Lord Kenneth Maginnis of Drumglass in Northern Ireland serves in the United Kingdom’s House of Lords. He has penned a harsh critique of the Iran deal that comes from outside the American political arena.
Maginnis calls the deal a “fantasy land” policy whereby the West is deploying wishful thinking to hope that its efforts will produce a beneficial effect on Iran. Nevertheless on a close reading of the deal, he writes, “one can see little hindrance to the Regime ambition to actually accelerate Iran’s clandestine nuclear weapons work, leaving the country free to enrich uranium for a viable bomb within the next ten to fifteen years.”
What he calls “the excessive optimism” of the deal’s defenders has caused them to assert that the negotiations have opened a path to addressing not only the development of a nuclear weapon by Iran but also “the frequently stalled and obstructed probe into the past military dimensions of Iran’s nuclear programme.” He refers to the secret deal between the IAEA and Iran, which formally ‘resolves’ the “frequently stalled and obstructed probe” by abandoning any further attempts to require them to account for their past activities. United States Secretary of State John F. Kerry said that the United States was no longer interested in Iran accounting for its past activity, a position the Washington Post called “ludicrous” and in direct conflict with his own position as recently as April.

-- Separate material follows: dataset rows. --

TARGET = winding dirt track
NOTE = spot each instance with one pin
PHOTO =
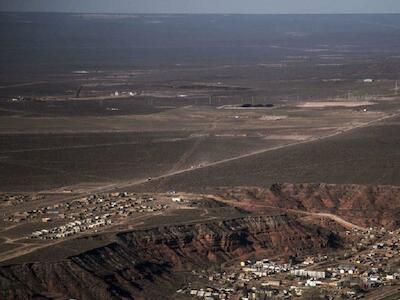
(126, 184)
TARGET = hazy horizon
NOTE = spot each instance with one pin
(204, 7)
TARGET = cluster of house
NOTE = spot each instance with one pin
(261, 268)
(72, 228)
(357, 275)
(118, 204)
(209, 293)
(87, 213)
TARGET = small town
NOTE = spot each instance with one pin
(371, 264)
(85, 214)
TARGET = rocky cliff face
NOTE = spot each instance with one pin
(151, 257)
(360, 204)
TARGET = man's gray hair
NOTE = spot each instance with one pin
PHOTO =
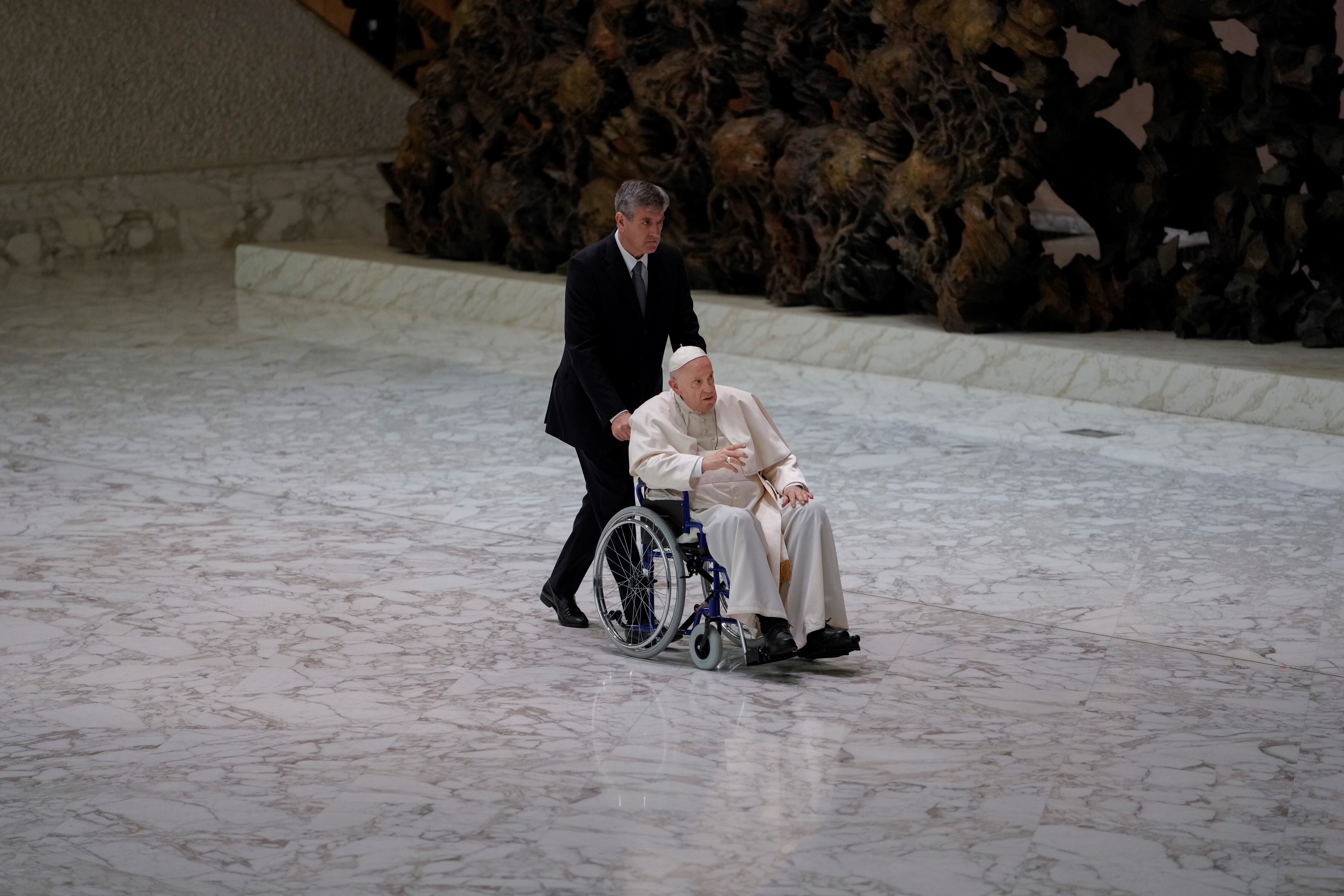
(640, 194)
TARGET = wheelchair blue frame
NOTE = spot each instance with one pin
(706, 567)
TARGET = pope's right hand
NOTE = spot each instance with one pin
(730, 458)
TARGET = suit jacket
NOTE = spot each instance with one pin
(613, 355)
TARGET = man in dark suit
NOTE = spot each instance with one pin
(624, 297)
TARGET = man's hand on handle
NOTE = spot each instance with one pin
(622, 426)
(730, 458)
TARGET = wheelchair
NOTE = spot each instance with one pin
(644, 558)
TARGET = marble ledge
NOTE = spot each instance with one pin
(183, 211)
(1284, 386)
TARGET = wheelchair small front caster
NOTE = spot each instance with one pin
(706, 645)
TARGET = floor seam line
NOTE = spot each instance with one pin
(537, 541)
(234, 490)
(1116, 637)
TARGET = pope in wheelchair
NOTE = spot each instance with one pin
(721, 498)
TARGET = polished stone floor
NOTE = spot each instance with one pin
(269, 625)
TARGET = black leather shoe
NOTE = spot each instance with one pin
(566, 610)
(829, 643)
(779, 640)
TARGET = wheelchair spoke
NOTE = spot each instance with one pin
(638, 584)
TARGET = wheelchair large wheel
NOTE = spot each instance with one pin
(639, 582)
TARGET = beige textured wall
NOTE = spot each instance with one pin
(100, 88)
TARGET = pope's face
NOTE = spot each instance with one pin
(694, 382)
(642, 231)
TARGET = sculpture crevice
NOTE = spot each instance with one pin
(878, 156)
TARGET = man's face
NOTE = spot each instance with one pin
(640, 233)
(694, 382)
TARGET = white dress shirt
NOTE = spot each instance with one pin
(630, 269)
(631, 260)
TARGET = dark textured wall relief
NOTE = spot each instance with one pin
(880, 155)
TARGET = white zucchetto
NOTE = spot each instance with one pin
(685, 357)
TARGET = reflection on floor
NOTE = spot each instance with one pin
(271, 627)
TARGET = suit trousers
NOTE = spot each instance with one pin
(611, 488)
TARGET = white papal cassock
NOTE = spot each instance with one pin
(781, 562)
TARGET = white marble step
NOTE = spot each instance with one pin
(1283, 385)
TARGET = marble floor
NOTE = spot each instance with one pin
(269, 625)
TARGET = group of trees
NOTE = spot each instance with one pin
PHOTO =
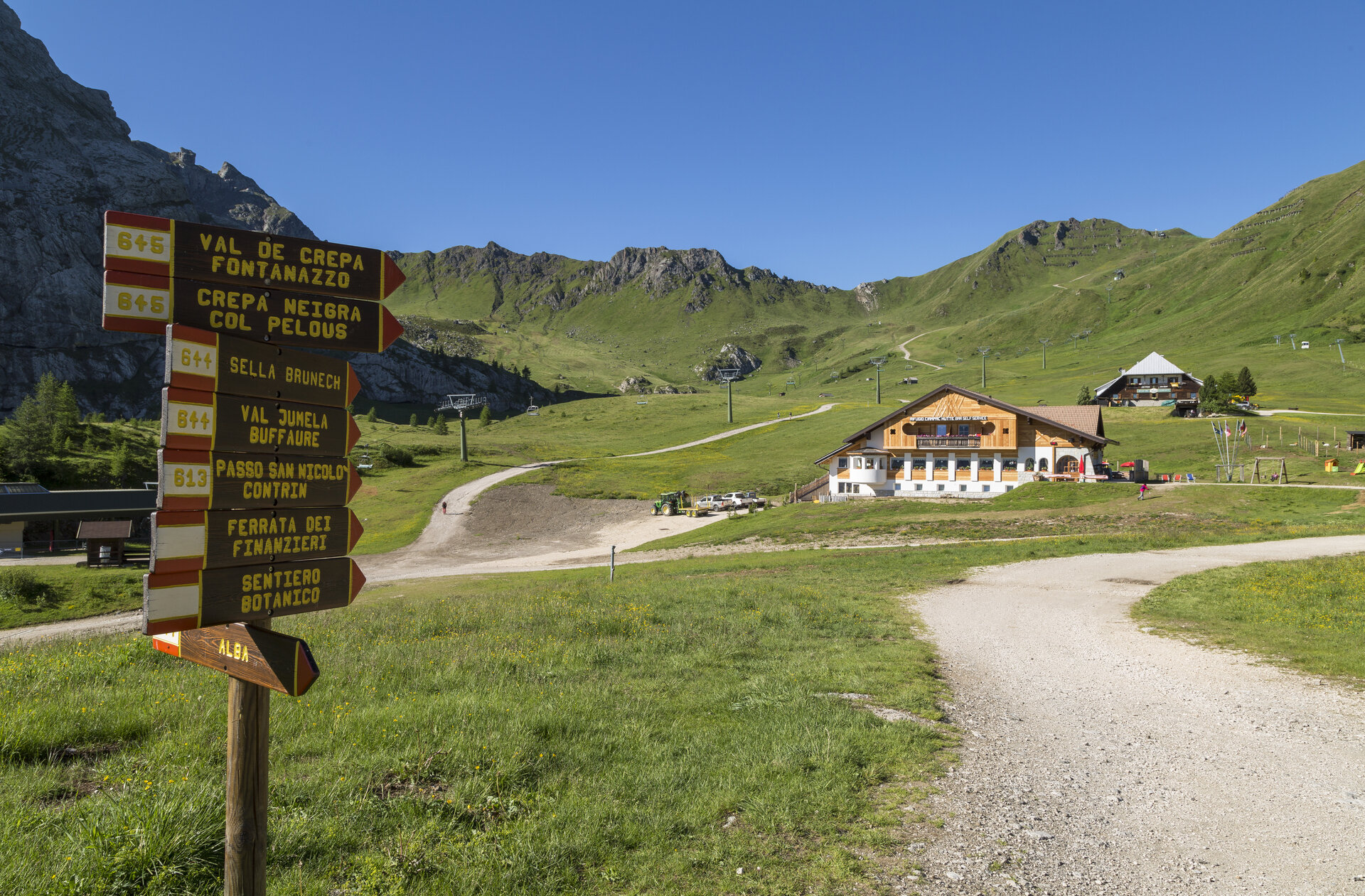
(48, 442)
(1219, 393)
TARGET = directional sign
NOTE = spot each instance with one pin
(188, 541)
(213, 422)
(178, 602)
(208, 362)
(144, 244)
(146, 303)
(204, 480)
(261, 657)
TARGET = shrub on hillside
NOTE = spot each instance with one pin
(397, 456)
(21, 587)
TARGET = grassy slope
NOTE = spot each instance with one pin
(65, 592)
(529, 734)
(1221, 513)
(1191, 299)
(518, 734)
(1305, 614)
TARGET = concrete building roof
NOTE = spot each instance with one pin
(104, 529)
(1084, 418)
(1154, 365)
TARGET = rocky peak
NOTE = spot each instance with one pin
(729, 357)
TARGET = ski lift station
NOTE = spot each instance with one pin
(960, 443)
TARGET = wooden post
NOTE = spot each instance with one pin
(249, 762)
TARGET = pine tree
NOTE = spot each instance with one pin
(66, 415)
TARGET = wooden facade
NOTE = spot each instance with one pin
(957, 442)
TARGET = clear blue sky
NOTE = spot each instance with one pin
(835, 142)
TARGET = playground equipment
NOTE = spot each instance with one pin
(1280, 477)
(669, 504)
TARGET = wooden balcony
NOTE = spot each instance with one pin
(948, 441)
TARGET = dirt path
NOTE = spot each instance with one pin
(518, 531)
(1102, 760)
(906, 352)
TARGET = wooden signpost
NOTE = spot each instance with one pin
(193, 541)
(253, 473)
(178, 602)
(146, 303)
(255, 655)
(209, 362)
(204, 480)
(144, 244)
(215, 422)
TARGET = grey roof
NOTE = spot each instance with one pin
(1154, 365)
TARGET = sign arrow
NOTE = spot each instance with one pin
(178, 602)
(209, 362)
(144, 244)
(218, 480)
(259, 657)
(146, 303)
(196, 539)
(213, 422)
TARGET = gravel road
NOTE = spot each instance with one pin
(1102, 760)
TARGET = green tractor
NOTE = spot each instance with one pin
(670, 504)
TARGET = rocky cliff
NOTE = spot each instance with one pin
(65, 158)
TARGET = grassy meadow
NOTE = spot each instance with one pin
(541, 733)
(1302, 614)
(529, 734)
(1199, 514)
(33, 595)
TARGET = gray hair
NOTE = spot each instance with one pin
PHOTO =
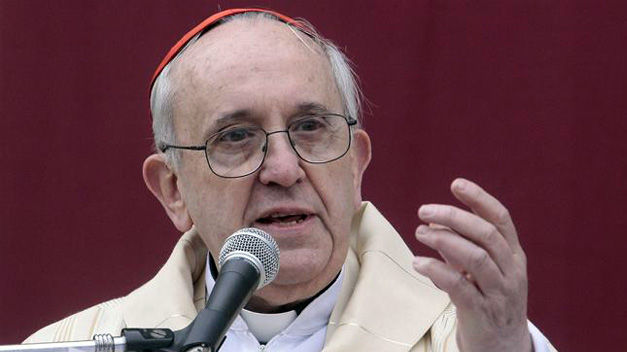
(161, 95)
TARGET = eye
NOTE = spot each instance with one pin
(235, 135)
(309, 124)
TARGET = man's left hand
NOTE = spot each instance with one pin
(484, 270)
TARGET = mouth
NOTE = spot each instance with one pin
(283, 219)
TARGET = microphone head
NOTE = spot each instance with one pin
(258, 247)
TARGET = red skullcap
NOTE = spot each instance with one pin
(210, 21)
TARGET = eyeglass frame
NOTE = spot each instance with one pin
(350, 121)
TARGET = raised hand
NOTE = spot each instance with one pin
(484, 269)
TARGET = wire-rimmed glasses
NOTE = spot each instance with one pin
(239, 150)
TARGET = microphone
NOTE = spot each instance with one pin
(249, 260)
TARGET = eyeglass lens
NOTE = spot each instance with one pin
(240, 150)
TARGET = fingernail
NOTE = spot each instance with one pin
(416, 263)
(426, 210)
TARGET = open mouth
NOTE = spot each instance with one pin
(285, 220)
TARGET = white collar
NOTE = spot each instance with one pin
(266, 327)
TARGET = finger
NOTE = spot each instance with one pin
(462, 292)
(472, 227)
(438, 226)
(488, 207)
(461, 253)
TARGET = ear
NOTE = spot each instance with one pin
(162, 181)
(361, 155)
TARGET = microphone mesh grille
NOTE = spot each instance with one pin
(258, 243)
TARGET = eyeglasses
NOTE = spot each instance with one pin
(240, 150)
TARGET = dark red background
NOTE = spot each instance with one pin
(528, 98)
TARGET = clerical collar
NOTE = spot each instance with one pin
(315, 312)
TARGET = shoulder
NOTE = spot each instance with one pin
(102, 318)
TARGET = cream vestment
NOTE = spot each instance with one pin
(383, 304)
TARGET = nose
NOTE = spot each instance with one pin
(281, 165)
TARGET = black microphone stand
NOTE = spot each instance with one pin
(206, 333)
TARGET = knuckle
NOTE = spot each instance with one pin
(479, 259)
(503, 217)
(449, 213)
(459, 283)
(491, 234)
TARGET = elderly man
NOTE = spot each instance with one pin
(256, 120)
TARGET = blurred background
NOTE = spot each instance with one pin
(527, 98)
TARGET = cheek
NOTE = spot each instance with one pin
(216, 207)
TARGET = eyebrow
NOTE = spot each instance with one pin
(247, 115)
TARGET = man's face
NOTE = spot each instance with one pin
(260, 72)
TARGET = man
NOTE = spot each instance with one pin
(256, 121)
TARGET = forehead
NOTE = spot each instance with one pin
(256, 65)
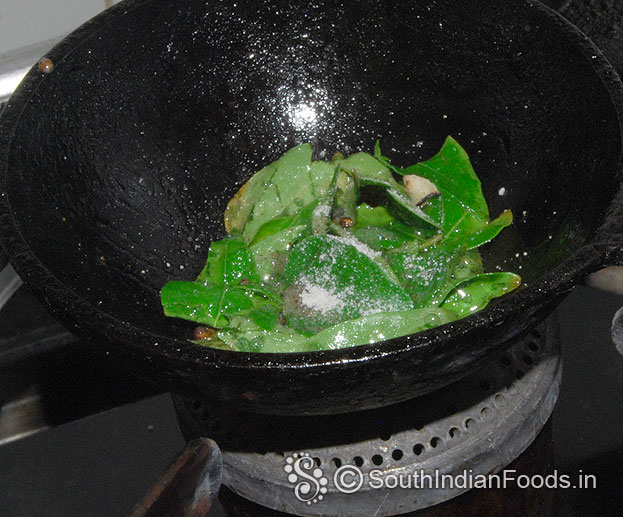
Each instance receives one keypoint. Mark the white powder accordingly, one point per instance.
(319, 298)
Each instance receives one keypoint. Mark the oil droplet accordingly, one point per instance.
(45, 65)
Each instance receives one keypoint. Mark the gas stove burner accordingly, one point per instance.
(477, 425)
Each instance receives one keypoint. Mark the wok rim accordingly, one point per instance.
(59, 297)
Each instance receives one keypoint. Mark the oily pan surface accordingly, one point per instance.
(129, 151)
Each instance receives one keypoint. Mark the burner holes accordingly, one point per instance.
(486, 413)
(418, 449)
(397, 454)
(485, 385)
(500, 400)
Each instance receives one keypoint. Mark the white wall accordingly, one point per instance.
(26, 22)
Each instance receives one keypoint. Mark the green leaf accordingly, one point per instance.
(489, 231)
(373, 216)
(265, 316)
(409, 209)
(246, 336)
(368, 169)
(282, 188)
(330, 280)
(451, 171)
(475, 293)
(424, 273)
(229, 261)
(380, 238)
(203, 304)
(302, 217)
(379, 327)
(346, 196)
(270, 254)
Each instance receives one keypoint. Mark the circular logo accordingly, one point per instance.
(311, 485)
(348, 479)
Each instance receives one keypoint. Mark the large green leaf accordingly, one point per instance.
(229, 261)
(452, 172)
(247, 336)
(475, 293)
(424, 273)
(209, 305)
(282, 188)
(368, 169)
(330, 279)
(379, 327)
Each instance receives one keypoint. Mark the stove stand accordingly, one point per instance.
(477, 425)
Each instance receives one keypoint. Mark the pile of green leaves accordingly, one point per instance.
(395, 269)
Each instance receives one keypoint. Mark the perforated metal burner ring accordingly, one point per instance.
(479, 424)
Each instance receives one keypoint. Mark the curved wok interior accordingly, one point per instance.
(126, 155)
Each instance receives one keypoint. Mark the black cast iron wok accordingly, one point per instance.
(117, 166)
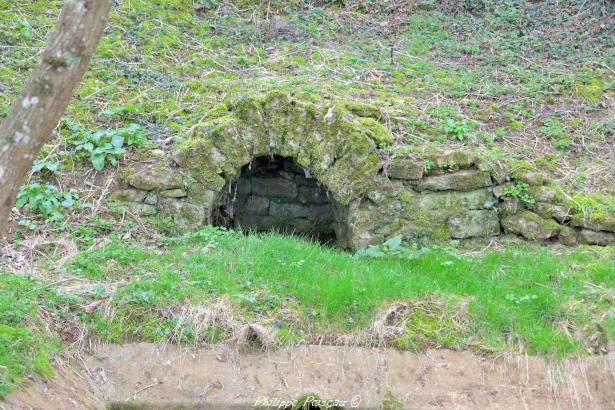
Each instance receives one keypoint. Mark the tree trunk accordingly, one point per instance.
(34, 116)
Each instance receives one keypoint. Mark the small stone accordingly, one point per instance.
(459, 181)
(469, 200)
(547, 210)
(276, 187)
(596, 237)
(283, 211)
(499, 190)
(248, 222)
(158, 176)
(257, 205)
(532, 177)
(567, 236)
(151, 199)
(543, 193)
(530, 226)
(244, 186)
(198, 194)
(290, 166)
(139, 209)
(173, 193)
(127, 195)
(406, 168)
(499, 171)
(510, 205)
(600, 222)
(184, 214)
(461, 159)
(312, 195)
(474, 224)
(287, 175)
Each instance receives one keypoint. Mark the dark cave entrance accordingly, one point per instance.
(276, 194)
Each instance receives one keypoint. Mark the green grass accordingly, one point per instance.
(164, 66)
(524, 296)
(24, 348)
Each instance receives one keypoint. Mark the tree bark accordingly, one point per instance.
(34, 116)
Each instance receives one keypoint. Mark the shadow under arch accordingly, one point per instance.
(274, 193)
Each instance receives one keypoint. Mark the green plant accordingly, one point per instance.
(45, 167)
(457, 130)
(393, 247)
(556, 132)
(520, 190)
(46, 200)
(105, 146)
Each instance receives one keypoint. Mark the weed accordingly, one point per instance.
(334, 292)
(555, 131)
(457, 130)
(104, 146)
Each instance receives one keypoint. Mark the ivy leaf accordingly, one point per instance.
(98, 162)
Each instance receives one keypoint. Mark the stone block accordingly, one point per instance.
(543, 193)
(473, 224)
(476, 199)
(127, 195)
(312, 195)
(274, 187)
(466, 180)
(139, 209)
(602, 221)
(461, 159)
(531, 226)
(568, 236)
(559, 212)
(184, 214)
(198, 194)
(151, 198)
(173, 193)
(406, 168)
(257, 205)
(510, 205)
(155, 176)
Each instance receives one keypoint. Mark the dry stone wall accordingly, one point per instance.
(370, 193)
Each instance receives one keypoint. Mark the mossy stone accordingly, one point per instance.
(158, 176)
(465, 180)
(531, 226)
(406, 168)
(376, 131)
(472, 224)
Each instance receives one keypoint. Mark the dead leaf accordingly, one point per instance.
(93, 306)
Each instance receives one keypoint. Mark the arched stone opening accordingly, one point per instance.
(273, 193)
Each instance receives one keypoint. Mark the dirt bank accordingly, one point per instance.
(161, 377)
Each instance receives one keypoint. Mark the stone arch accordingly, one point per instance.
(274, 193)
(338, 149)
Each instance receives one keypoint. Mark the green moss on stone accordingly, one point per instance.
(363, 109)
(376, 131)
(219, 110)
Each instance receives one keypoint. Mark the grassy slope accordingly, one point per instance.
(202, 288)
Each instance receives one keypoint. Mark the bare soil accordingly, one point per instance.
(157, 377)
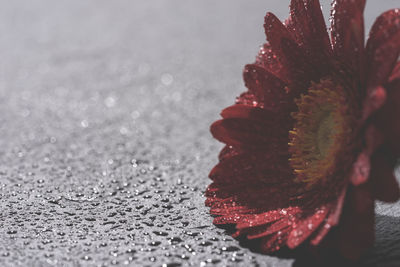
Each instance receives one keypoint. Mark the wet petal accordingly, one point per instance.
(383, 47)
(348, 33)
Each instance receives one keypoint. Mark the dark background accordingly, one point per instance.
(105, 108)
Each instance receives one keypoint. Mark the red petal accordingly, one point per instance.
(384, 185)
(268, 230)
(269, 60)
(396, 73)
(276, 31)
(332, 220)
(383, 47)
(274, 242)
(269, 90)
(227, 152)
(356, 232)
(309, 27)
(249, 134)
(268, 217)
(301, 71)
(306, 227)
(255, 167)
(348, 33)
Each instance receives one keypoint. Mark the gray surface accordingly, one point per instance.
(105, 149)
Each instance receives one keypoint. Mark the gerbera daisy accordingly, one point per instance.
(314, 141)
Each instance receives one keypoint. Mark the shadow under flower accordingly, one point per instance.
(385, 253)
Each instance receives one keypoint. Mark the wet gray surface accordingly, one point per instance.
(105, 149)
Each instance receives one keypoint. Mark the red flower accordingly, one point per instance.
(314, 141)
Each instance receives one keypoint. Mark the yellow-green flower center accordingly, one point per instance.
(320, 132)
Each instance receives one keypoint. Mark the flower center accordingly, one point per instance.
(320, 132)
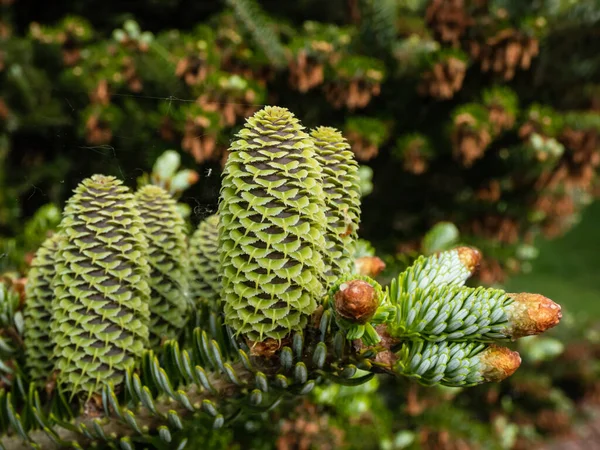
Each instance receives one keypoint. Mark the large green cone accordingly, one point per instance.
(38, 311)
(167, 256)
(272, 227)
(341, 185)
(101, 293)
(205, 283)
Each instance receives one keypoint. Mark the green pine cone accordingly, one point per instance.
(205, 283)
(341, 186)
(167, 256)
(38, 311)
(272, 227)
(101, 292)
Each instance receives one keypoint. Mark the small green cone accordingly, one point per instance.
(100, 308)
(167, 256)
(205, 282)
(38, 311)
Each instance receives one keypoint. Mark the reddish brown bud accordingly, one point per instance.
(470, 257)
(268, 347)
(370, 266)
(532, 314)
(356, 301)
(498, 363)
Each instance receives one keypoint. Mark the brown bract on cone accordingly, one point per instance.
(505, 52)
(468, 144)
(498, 363)
(306, 72)
(370, 266)
(356, 301)
(196, 141)
(448, 19)
(444, 79)
(532, 314)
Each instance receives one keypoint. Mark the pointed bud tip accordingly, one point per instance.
(498, 363)
(268, 347)
(470, 257)
(356, 301)
(533, 314)
(370, 266)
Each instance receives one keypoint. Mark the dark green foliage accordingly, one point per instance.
(253, 19)
(205, 278)
(167, 256)
(101, 293)
(378, 25)
(272, 227)
(38, 311)
(342, 199)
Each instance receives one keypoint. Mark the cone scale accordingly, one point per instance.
(272, 227)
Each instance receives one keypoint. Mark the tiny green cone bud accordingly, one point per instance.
(498, 363)
(531, 314)
(356, 301)
(166, 165)
(470, 257)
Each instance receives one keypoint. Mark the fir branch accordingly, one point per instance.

Lord Maginnis goes on to spell out the problems with the arrangement captured in the secret deals: that it will allow Iran to instigate long delays of at least 24 days, that it will allow Iran to collect its own materials and video, and that the IAEA has “has all but abdicated its responsibility to inspect sites where evidence of illicit activity has been spotted in the past.” The terms of the deal, he writes, suggest that no real watchdog effort is planned or will be pursued by the IAEA.
Furthermore, he writes, the deal is based on a what he describes as false optimism about changing the nature of the Iranian regime.
All of this confidence seems to depend upon an inexplicable belief that Iran will reverse a long pattern of deceptive behaviour now that the deal has been signed. In fact, this has been guiding Iran policy since President Obama began on the path to rapprochement. And that appears to be grounded in the mistaken belief that the West is now dealing with a different kind of Iranian leadership.
In actuality, even the so-called moderate Iranian President Hassan Rouhani is an establishment figure and a regime insider who previously served as the lead negotiator on Iran’s nuclear programme and later boasted of Tehran’s ability to deceive the West and maintain a “calm environment” in order to dramatically expand the country’s enrichment capabilities.
If this is not sufficient to undermine confidence in Iran’s willingness to cooperate with the existing agreements, the Iranian signatory to the IAEA side deal is even more obviously the wrong sort of person to be dealing with. A day after the AP’s report on that document, the Iranian opposition, the National Council of Resistance of Iran (NCRI), released a profile of that individual, Ali Hosseini-Tash, a Brigadier General in the terrorist-sponsoring Iranian Revolutionary Guard Corps.
IranTruth also noted the NCRI’s profile of Tash, here.
Maginnis closes his piece by noting that Iran has not shown any positive signs of changing on human rights that would encourage us to believe that they were open to changes of heart as a result of the nuclear deal. Rather, they have responded with “executions of ordinary Iranian citizens.” He is correct about this: Amnesty International noted this week the 700th execution of an Iranian citizen by the government, this time a schoolteacher. “The more policymakers and their constituents understand these facts,” Maginnis closes, “the better a chance we will have of taking measures to correct the indefensible mistakes the U.S. and the UN have made in recent months.”